Our readers may often worry that divorce will hurt their children, but that's not exactly the case. It's not the divorce itself that can hurt your children, but more so how you handle the divorce and how you act after the divorce is final. The wonderful part about this statement is that the effect that the divorce has on the children is, for the most part, in the hands of the parents.
First and foremost, it's important that parents try to find an amicable way to divorce. Legal battles can hurt your child and can also force parents to become enemies. Parents should do their best to use methods such as divorce mediation in order to keep fighting to a minimum.
Throughout the divorce and especially after, parents should do their best to never fight in front of their children. This also goes for talking negatively about your ex-spouse in front of the children. If you think your child cannot hear you badmouthing your ex on the phone, think again.

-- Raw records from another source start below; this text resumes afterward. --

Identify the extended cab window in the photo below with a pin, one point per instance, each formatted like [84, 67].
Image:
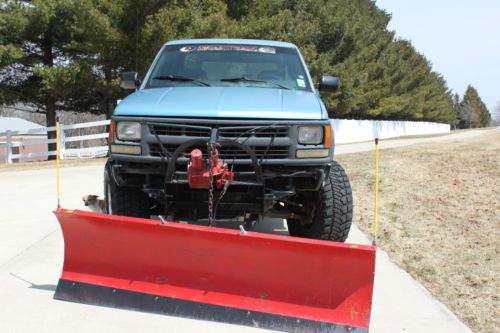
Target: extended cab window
[229, 65]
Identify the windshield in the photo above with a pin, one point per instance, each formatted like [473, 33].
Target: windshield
[229, 65]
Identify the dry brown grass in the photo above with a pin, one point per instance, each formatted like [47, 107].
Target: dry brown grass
[440, 219]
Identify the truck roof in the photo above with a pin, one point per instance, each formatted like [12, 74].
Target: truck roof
[232, 41]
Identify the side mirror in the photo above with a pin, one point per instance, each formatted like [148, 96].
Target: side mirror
[329, 83]
[130, 81]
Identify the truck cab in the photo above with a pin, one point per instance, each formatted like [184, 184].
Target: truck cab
[232, 130]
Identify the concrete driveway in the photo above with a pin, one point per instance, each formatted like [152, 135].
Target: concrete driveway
[31, 256]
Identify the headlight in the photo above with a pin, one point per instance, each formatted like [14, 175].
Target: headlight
[310, 135]
[128, 131]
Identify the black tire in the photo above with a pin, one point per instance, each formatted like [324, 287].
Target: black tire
[332, 206]
[124, 200]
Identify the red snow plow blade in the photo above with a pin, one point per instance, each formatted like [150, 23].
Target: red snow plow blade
[254, 279]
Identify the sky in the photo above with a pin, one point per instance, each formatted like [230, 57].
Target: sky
[461, 38]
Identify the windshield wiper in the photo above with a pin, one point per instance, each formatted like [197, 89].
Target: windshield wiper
[173, 77]
[246, 79]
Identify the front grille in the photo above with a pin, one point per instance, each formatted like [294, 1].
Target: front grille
[227, 153]
[244, 132]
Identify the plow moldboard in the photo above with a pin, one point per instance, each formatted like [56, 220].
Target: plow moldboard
[261, 280]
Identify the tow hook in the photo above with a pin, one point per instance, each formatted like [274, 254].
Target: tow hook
[199, 171]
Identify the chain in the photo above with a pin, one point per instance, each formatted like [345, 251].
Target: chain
[211, 155]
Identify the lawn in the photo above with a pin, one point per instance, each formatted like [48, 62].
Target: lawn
[439, 219]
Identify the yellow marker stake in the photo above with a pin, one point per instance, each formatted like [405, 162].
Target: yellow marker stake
[58, 182]
[375, 223]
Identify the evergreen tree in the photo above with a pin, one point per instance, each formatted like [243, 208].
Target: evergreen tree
[48, 54]
[68, 54]
[474, 111]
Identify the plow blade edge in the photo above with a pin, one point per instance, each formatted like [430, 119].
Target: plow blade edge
[255, 279]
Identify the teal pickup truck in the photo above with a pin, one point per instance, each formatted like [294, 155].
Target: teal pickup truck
[228, 130]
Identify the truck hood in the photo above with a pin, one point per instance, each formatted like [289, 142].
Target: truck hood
[223, 102]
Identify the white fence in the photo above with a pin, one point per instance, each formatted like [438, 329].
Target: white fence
[9, 142]
[347, 130]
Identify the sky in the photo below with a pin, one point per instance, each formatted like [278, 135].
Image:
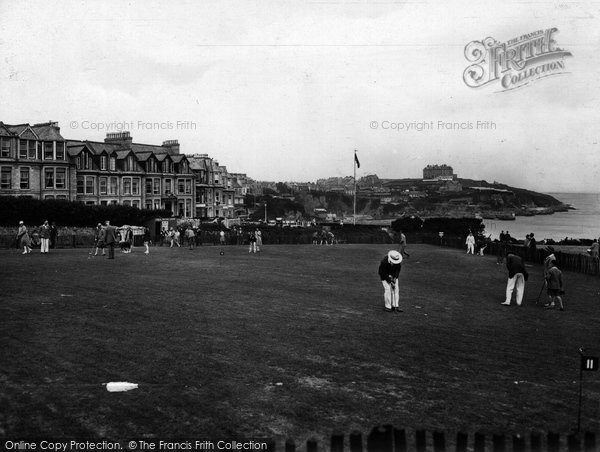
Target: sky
[288, 90]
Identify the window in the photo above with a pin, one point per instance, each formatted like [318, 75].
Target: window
[113, 186]
[6, 177]
[48, 150]
[22, 149]
[49, 177]
[103, 185]
[4, 147]
[60, 150]
[25, 178]
[32, 150]
[89, 185]
[61, 178]
[126, 186]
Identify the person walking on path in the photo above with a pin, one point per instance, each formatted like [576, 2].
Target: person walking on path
[99, 240]
[53, 235]
[147, 240]
[190, 237]
[252, 241]
[389, 270]
[555, 287]
[402, 244]
[470, 242]
[23, 239]
[517, 275]
[258, 235]
[45, 237]
[110, 237]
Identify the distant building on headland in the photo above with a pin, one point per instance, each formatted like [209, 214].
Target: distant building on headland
[438, 173]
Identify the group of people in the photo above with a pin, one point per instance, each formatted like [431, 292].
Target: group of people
[391, 265]
[44, 236]
[107, 237]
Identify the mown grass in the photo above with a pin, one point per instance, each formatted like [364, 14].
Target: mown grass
[292, 342]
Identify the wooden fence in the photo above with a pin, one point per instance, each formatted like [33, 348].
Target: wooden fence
[580, 263]
[389, 439]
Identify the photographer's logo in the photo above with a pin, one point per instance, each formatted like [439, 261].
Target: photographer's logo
[514, 63]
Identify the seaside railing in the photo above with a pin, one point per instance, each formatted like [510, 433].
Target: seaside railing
[389, 439]
[580, 263]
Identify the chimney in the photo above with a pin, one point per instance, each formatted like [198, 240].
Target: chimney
[172, 146]
[122, 138]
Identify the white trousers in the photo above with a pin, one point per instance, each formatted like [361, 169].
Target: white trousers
[518, 282]
[391, 299]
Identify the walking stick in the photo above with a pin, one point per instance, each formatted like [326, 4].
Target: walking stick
[541, 290]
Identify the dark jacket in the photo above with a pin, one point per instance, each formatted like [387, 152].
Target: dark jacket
[386, 270]
[514, 264]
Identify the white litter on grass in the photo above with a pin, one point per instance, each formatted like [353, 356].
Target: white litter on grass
[120, 386]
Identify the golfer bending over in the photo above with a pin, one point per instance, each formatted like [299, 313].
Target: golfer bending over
[389, 270]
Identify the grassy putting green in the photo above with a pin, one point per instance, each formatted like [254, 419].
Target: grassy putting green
[292, 342]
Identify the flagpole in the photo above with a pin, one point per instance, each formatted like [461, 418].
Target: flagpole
[354, 164]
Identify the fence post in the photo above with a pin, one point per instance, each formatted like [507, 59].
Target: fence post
[499, 443]
[553, 442]
[479, 442]
[337, 443]
[536, 442]
[518, 443]
[311, 445]
[573, 443]
[439, 442]
[380, 439]
[589, 442]
[356, 442]
[461, 442]
[421, 440]
[400, 440]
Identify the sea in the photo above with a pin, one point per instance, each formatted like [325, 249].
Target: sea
[581, 223]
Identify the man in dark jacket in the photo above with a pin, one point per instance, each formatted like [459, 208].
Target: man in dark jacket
[517, 275]
[389, 270]
[110, 237]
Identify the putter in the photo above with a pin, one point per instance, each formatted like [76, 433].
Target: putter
[541, 290]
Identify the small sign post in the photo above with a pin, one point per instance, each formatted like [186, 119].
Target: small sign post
[588, 364]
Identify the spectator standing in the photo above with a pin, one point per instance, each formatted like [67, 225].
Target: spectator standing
[252, 241]
[389, 270]
[517, 275]
[555, 287]
[470, 242]
[258, 235]
[45, 237]
[99, 240]
[110, 237]
[147, 240]
[190, 237]
[23, 239]
[53, 235]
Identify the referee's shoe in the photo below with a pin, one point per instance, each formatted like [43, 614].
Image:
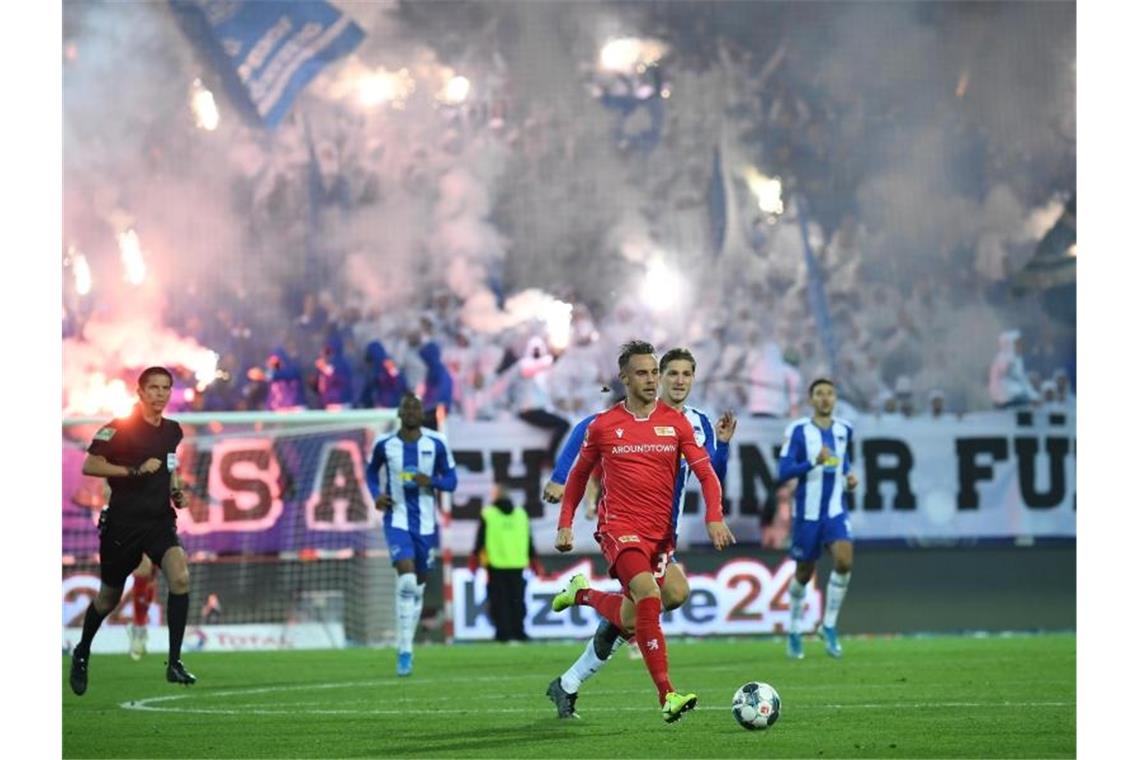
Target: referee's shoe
[79, 671]
[177, 673]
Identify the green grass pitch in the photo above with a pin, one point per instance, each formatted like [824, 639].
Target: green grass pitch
[1006, 696]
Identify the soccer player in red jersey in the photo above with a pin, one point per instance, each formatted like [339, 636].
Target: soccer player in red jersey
[638, 444]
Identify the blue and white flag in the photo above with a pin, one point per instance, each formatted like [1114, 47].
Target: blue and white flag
[268, 50]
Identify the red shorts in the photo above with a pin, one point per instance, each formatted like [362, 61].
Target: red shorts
[658, 552]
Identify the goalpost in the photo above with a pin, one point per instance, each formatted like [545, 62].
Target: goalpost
[279, 526]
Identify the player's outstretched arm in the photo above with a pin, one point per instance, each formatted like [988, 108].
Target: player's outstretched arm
[719, 534]
[564, 539]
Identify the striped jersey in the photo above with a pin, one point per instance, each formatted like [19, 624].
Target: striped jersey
[820, 490]
[413, 507]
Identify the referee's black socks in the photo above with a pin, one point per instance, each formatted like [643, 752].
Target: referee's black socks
[91, 622]
[177, 609]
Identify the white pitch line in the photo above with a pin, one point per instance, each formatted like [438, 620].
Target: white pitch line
[155, 704]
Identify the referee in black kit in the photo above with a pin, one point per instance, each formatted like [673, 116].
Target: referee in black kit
[137, 456]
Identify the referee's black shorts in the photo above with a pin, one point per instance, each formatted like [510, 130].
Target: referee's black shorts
[122, 546]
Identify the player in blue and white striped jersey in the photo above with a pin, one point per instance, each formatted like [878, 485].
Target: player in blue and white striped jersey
[817, 452]
[678, 368]
[416, 463]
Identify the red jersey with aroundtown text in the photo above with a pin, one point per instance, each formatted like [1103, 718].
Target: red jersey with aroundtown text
[638, 459]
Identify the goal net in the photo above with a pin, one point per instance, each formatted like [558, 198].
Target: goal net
[281, 530]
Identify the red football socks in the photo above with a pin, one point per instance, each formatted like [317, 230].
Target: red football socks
[608, 603]
[651, 640]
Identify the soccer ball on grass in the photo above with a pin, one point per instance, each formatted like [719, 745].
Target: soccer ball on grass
[756, 705]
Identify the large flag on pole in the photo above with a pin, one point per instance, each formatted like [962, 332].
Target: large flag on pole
[268, 50]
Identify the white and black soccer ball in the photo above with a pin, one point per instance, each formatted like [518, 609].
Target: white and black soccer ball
[756, 705]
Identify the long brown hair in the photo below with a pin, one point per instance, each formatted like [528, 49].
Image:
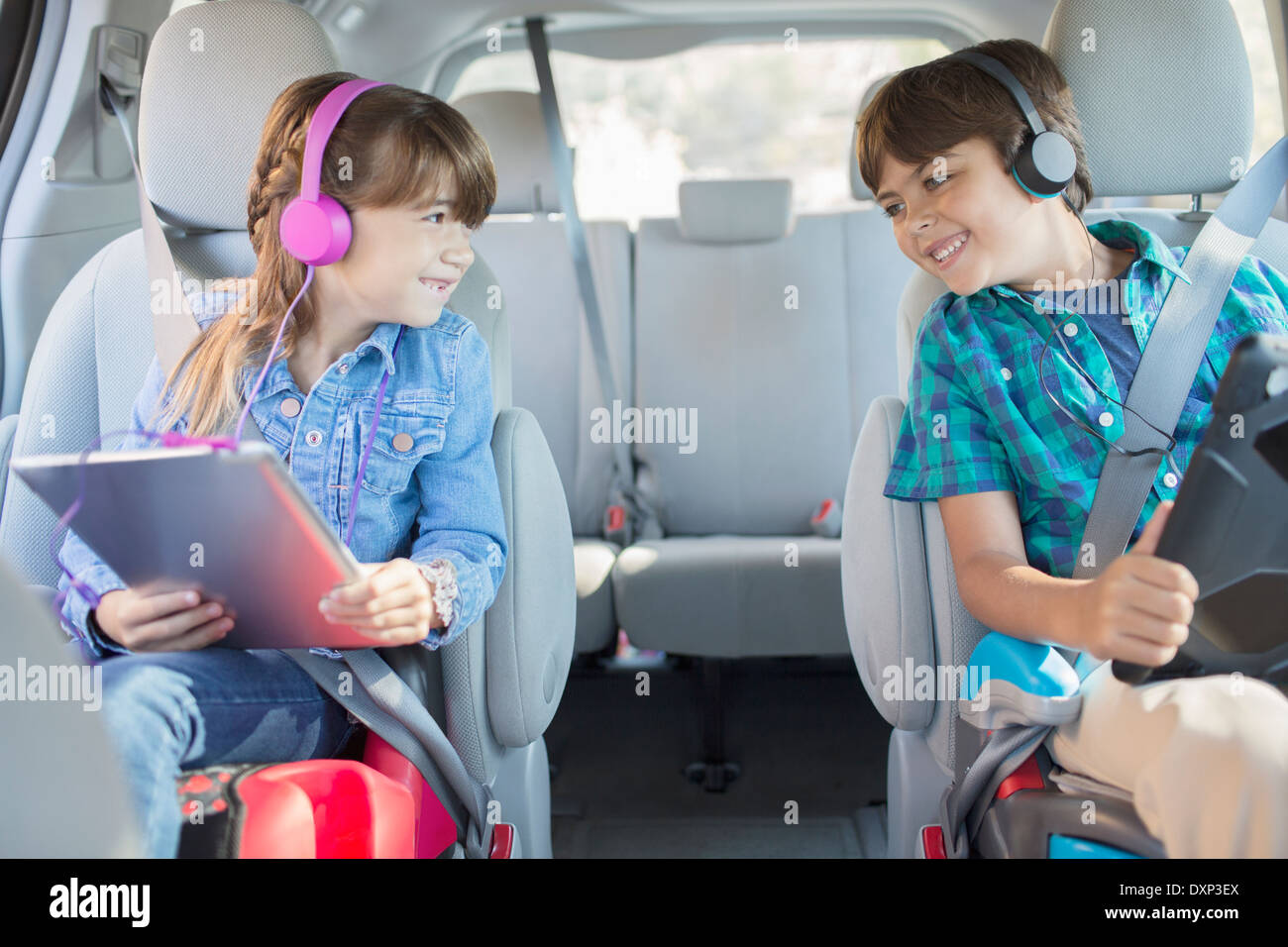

It's also important that you support your child's relationship with their other parent. This is a lot easier said than done for some parents, but it is very important. This means talking positively about the other parent and allowing your child to do so as well. It's important to remember that you are not trying to win a popularity contest, and if you badmouth your ex or make your child feel guilty when they talk about them, that won't help you "win" in the long-run anyway.
Finally, be honest with your children about what is happening in terms of the divorce, but only tell them what they need to know. When you approach the topic of divorce, make sure both parents are involved in the discussion. From here on out, it's important to try to be on the same page about things that will impact your children.